Method #2 is great for controlling the contents of a booster. Why do that when the point of boosters is randomization? Well, if you want organized draft or constructed deck play, you can make sure that people get balanced boosters this way, otherwise unless all your cards are of equal power, the boosters will be of random power. In games where some cards are pre-cursors to play others (such as needing a specific alien homeworld card to play an alien ship card), this Method allows you pair up cards that desperately need to go together with other cards.

For both methods, keep in mind that the contents of a given booster does not have to be random to create a good chase environment for sales. A given card's position within a box or boxes has to be random. So, even if each booster has predictable contents from the standpoint of the designer (i.e., if you see the rare, you can tell me, by memory, what all the other cards in the pack should be), if a given rare's position (people are chasing the rares, mostly, in CCGs) is in doubt, then people will have to buy a lot of cards to find what they want. So, if your card printer puts all the cards in their appropriate boosters and then tosses the finished boosters (sealed in their respective booster pack mylar "foil" pouches) like a salad to mix them, then when people open a box, they won't be able to buy one booster and know the position of all the other rares in the box.

Again, if your packaging is not opaque and tamper-proof, then some nastier folks will "peek" at the contents of the boosters to find what they want.

Collation can be really, really expensive for booster packs, as can the packaging.
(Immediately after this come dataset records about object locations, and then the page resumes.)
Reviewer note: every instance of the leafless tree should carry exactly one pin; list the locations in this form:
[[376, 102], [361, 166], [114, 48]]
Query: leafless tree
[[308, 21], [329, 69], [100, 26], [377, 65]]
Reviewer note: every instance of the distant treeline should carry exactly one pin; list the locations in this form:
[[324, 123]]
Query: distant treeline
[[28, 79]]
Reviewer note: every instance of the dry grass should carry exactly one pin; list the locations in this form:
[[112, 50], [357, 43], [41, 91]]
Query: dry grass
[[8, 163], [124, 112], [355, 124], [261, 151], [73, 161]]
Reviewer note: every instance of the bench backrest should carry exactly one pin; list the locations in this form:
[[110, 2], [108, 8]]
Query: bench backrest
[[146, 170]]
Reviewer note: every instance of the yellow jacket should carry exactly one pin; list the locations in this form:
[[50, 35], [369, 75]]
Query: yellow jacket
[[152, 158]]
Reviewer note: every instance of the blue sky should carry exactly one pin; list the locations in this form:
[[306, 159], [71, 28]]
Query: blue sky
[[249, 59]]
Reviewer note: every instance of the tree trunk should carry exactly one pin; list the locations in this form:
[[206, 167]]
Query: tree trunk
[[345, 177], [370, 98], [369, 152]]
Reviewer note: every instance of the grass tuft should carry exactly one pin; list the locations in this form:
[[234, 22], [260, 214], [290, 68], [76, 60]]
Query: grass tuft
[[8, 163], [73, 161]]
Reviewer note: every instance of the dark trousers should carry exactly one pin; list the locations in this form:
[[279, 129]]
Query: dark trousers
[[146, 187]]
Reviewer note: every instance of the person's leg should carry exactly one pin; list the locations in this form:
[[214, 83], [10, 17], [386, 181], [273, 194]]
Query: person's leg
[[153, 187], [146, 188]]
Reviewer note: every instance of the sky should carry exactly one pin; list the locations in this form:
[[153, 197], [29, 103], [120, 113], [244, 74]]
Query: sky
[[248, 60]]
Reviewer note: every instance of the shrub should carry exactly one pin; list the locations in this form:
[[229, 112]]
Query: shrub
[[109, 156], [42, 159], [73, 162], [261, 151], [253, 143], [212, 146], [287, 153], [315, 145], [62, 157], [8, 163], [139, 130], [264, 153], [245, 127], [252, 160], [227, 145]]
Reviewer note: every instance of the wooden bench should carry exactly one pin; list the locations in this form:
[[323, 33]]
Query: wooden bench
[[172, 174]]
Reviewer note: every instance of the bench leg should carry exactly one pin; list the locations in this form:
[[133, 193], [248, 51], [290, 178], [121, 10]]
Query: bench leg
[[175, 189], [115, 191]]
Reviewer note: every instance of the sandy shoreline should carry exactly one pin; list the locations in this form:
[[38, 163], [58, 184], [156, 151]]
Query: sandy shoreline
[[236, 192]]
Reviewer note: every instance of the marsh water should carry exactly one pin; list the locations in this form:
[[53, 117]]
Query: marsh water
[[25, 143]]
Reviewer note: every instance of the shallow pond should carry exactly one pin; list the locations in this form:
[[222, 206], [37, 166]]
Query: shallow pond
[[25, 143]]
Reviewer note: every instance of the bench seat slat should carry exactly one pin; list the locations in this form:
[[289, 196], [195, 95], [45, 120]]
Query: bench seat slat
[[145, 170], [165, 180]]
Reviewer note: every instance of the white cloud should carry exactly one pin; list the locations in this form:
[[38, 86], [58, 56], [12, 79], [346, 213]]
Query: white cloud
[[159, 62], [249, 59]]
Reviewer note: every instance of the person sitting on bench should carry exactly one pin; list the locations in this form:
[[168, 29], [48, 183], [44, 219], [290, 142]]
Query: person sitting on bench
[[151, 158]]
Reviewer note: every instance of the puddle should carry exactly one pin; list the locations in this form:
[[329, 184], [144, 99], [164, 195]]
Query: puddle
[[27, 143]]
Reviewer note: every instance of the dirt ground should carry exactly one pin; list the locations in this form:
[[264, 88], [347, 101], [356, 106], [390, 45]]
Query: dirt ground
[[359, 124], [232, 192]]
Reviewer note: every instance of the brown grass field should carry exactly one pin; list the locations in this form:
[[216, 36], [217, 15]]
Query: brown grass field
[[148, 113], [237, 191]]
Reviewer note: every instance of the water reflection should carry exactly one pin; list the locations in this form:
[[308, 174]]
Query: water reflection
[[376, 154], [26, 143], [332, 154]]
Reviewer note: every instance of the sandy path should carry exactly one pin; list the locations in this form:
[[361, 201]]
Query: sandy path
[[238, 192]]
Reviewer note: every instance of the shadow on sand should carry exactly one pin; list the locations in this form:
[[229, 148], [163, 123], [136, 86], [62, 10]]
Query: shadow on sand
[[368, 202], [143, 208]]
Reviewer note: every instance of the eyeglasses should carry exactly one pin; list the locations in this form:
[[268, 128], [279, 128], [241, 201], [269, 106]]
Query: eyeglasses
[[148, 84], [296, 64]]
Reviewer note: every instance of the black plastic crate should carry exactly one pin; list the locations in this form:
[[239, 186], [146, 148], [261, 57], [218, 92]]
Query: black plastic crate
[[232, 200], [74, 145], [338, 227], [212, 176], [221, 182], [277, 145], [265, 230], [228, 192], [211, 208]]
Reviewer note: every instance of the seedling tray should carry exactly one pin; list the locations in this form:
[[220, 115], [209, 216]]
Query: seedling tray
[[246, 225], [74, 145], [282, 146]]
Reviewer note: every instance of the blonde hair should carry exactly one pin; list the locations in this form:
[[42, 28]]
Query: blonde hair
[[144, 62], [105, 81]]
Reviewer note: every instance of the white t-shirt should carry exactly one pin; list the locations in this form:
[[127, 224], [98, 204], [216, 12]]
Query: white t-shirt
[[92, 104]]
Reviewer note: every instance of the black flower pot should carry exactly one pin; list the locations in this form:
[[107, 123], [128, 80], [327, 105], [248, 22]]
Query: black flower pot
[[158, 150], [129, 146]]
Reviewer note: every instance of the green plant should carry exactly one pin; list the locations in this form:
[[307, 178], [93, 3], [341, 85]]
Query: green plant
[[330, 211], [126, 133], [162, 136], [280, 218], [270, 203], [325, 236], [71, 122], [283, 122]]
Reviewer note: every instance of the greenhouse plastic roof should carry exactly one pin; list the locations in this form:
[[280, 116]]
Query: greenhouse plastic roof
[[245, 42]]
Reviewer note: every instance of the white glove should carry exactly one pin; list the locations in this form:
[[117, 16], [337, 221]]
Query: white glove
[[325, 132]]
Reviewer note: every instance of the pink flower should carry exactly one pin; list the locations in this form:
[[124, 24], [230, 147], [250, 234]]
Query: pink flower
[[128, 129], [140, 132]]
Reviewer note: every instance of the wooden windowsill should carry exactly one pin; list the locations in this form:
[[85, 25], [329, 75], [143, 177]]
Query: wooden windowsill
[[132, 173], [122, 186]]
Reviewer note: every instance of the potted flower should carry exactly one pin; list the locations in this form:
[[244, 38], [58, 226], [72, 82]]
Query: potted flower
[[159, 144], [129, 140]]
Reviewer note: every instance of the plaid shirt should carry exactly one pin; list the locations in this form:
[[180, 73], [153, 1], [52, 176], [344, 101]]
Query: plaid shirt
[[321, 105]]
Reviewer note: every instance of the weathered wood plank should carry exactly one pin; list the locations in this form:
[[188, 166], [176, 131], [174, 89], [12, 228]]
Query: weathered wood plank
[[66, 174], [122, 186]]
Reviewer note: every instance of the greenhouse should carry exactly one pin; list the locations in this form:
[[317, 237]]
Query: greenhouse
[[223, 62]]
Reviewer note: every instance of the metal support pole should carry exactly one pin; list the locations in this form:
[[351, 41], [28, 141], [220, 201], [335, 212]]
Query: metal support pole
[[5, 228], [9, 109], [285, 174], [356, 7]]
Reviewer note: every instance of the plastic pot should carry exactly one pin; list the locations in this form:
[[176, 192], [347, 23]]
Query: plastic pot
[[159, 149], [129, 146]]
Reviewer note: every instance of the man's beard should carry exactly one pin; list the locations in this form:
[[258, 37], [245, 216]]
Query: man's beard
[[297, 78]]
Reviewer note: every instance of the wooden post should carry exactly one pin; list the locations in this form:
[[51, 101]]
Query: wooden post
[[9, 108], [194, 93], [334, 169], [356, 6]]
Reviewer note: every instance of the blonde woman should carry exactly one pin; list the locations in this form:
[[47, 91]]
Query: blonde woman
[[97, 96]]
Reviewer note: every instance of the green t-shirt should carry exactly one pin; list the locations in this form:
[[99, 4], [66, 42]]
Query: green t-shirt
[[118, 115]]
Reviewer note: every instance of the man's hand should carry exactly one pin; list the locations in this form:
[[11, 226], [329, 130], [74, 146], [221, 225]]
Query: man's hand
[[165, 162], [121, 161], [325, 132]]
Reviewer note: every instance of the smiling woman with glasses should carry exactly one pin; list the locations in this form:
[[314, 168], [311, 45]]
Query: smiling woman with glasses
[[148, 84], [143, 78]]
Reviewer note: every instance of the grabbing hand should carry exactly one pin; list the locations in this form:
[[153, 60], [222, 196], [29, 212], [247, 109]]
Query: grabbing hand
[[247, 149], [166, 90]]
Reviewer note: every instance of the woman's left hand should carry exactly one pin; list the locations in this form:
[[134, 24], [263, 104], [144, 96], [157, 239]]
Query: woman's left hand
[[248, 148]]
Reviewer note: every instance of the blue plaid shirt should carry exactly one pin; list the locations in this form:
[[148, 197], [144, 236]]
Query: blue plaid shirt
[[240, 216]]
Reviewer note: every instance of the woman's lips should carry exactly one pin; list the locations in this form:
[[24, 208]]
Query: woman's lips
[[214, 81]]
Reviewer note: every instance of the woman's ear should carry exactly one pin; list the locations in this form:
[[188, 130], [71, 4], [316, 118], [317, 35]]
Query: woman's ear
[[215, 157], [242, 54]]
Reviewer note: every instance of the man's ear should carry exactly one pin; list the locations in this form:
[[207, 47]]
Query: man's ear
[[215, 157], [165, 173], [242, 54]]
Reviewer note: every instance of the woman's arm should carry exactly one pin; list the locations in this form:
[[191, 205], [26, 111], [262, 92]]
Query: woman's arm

So you should only think about randomized boosters if you have a lot of money to blow (if you want someone else to do it), or if you are willing to do it yourself and you have bought Game Packaging that you can seal up yourself.
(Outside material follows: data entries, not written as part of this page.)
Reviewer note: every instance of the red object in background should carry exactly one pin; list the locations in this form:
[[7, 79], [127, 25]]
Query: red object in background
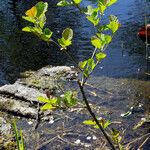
[[143, 32]]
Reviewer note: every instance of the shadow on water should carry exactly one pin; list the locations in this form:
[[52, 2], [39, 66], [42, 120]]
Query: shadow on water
[[118, 73], [126, 55]]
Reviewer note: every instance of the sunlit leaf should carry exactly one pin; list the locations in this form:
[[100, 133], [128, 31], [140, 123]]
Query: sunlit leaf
[[67, 34], [41, 8], [100, 56], [82, 64], [31, 12], [96, 42], [77, 1], [89, 122], [91, 63], [47, 106], [43, 99], [111, 2], [63, 3]]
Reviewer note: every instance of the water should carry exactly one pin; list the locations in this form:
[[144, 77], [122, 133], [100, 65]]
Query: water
[[120, 73], [22, 51]]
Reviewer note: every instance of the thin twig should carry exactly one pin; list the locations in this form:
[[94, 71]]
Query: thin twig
[[45, 143], [93, 115], [37, 117], [143, 142]]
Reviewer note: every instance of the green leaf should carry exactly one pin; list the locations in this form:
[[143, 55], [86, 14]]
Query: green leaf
[[47, 106], [106, 39], [82, 64], [114, 23], [89, 122], [128, 113], [41, 8], [103, 123], [100, 56], [48, 33], [64, 43], [86, 72], [70, 99], [43, 99], [67, 34], [96, 42], [93, 20], [111, 2], [91, 63], [92, 15], [63, 3], [77, 1], [30, 19], [27, 29], [102, 8], [90, 10]]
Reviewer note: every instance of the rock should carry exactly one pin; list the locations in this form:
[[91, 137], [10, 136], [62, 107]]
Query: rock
[[5, 128], [20, 98]]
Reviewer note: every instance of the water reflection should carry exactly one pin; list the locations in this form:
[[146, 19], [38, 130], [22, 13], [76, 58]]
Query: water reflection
[[126, 55]]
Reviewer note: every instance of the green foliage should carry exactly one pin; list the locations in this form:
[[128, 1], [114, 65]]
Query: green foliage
[[100, 40], [77, 1], [18, 137], [68, 100], [117, 138], [100, 56], [63, 3], [36, 15], [67, 36], [96, 42], [104, 123]]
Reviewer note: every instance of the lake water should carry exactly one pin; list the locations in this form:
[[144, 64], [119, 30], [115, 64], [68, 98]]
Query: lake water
[[22, 51], [121, 73]]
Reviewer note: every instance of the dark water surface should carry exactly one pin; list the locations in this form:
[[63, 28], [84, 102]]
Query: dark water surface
[[22, 51], [121, 73]]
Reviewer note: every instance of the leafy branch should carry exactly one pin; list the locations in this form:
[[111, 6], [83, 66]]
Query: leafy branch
[[100, 41]]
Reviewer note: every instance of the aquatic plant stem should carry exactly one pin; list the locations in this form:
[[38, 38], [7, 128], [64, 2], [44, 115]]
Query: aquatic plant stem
[[93, 115]]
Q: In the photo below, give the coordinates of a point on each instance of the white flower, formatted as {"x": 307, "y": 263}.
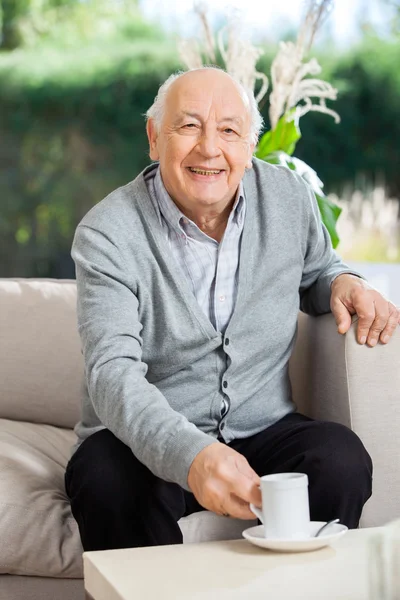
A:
{"x": 290, "y": 87}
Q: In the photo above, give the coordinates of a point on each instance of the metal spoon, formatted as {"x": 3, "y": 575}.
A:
{"x": 325, "y": 526}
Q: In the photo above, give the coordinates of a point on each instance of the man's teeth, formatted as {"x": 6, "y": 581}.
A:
{"x": 201, "y": 172}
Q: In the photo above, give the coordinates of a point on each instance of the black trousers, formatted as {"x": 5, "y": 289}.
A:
{"x": 119, "y": 503}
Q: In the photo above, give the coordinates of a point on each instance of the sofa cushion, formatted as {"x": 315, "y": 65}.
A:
{"x": 38, "y": 534}
{"x": 41, "y": 365}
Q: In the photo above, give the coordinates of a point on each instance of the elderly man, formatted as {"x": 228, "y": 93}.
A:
{"x": 190, "y": 279}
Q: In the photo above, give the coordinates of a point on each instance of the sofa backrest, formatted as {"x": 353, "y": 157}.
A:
{"x": 41, "y": 365}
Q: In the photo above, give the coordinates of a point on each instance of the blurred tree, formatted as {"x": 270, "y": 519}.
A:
{"x": 11, "y": 12}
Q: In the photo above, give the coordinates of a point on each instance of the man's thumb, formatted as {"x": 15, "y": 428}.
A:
{"x": 342, "y": 318}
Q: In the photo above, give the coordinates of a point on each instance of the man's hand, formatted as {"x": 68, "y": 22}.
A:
{"x": 223, "y": 481}
{"x": 378, "y": 318}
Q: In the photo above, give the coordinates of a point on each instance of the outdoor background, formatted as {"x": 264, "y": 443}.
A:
{"x": 76, "y": 77}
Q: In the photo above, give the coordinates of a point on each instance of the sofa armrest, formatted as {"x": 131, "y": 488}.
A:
{"x": 336, "y": 379}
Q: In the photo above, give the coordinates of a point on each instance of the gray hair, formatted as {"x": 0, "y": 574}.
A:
{"x": 156, "y": 110}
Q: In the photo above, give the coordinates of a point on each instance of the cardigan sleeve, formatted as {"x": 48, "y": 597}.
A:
{"x": 124, "y": 401}
{"x": 321, "y": 263}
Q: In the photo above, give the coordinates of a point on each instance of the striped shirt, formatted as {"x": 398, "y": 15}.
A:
{"x": 211, "y": 268}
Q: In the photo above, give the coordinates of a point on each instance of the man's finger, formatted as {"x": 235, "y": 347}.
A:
{"x": 342, "y": 316}
{"x": 237, "y": 508}
{"x": 379, "y": 323}
{"x": 365, "y": 309}
{"x": 391, "y": 325}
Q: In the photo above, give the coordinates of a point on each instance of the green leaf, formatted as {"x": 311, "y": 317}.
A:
{"x": 283, "y": 138}
{"x": 330, "y": 212}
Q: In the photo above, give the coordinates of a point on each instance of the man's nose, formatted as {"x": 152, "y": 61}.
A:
{"x": 208, "y": 144}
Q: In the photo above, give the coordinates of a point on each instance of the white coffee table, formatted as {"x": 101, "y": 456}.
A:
{"x": 231, "y": 570}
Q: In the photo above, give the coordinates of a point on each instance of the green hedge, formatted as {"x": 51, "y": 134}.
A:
{"x": 72, "y": 129}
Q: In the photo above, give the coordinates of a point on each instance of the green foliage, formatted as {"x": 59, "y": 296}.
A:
{"x": 365, "y": 143}
{"x": 72, "y": 129}
{"x": 284, "y": 137}
{"x": 277, "y": 146}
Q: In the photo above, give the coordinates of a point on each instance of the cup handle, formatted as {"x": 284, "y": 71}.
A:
{"x": 257, "y": 512}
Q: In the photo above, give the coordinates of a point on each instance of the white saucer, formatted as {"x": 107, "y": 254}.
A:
{"x": 255, "y": 535}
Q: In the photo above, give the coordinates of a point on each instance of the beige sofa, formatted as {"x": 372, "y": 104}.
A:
{"x": 41, "y": 371}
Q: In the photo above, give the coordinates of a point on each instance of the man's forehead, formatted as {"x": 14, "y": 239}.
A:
{"x": 224, "y": 115}
{"x": 223, "y": 102}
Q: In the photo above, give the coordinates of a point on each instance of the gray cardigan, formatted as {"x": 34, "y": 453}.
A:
{"x": 156, "y": 369}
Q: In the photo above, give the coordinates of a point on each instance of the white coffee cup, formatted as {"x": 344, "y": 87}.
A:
{"x": 285, "y": 510}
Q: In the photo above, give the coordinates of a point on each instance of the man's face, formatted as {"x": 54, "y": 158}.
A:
{"x": 206, "y": 126}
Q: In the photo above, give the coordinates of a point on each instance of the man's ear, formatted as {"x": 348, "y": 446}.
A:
{"x": 152, "y": 137}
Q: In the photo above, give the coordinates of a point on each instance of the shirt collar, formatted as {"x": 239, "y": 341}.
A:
{"x": 174, "y": 216}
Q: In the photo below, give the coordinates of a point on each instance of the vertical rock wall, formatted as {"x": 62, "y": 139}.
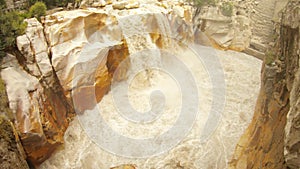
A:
{"x": 262, "y": 145}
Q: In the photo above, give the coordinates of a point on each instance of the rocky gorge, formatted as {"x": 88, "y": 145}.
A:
{"x": 74, "y": 61}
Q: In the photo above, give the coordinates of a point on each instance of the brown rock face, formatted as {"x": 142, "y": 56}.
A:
{"x": 262, "y": 145}
{"x": 11, "y": 152}
{"x": 40, "y": 108}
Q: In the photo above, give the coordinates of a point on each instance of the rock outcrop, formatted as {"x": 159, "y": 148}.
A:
{"x": 73, "y": 55}
{"x": 271, "y": 130}
{"x": 11, "y": 151}
{"x": 36, "y": 98}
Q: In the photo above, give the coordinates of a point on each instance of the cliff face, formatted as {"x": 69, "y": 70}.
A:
{"x": 262, "y": 145}
{"x": 11, "y": 151}
{"x": 56, "y": 65}
{"x": 40, "y": 108}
As a parting shot, note that really high end game card printers may have access to automated card collating equipment, allowing you to electronically control the contents of boosters. This is really ideally what you want, and it is awesome if you can get it. However, it is not, by any means, guaranteed. I didn't list it in the methods above because, first, I know less than I should about these collating machines, and second, except for very high end card-specific factories, most printers and manufacturers simply are not equipped for automated collation of random or quasi-random booster packs.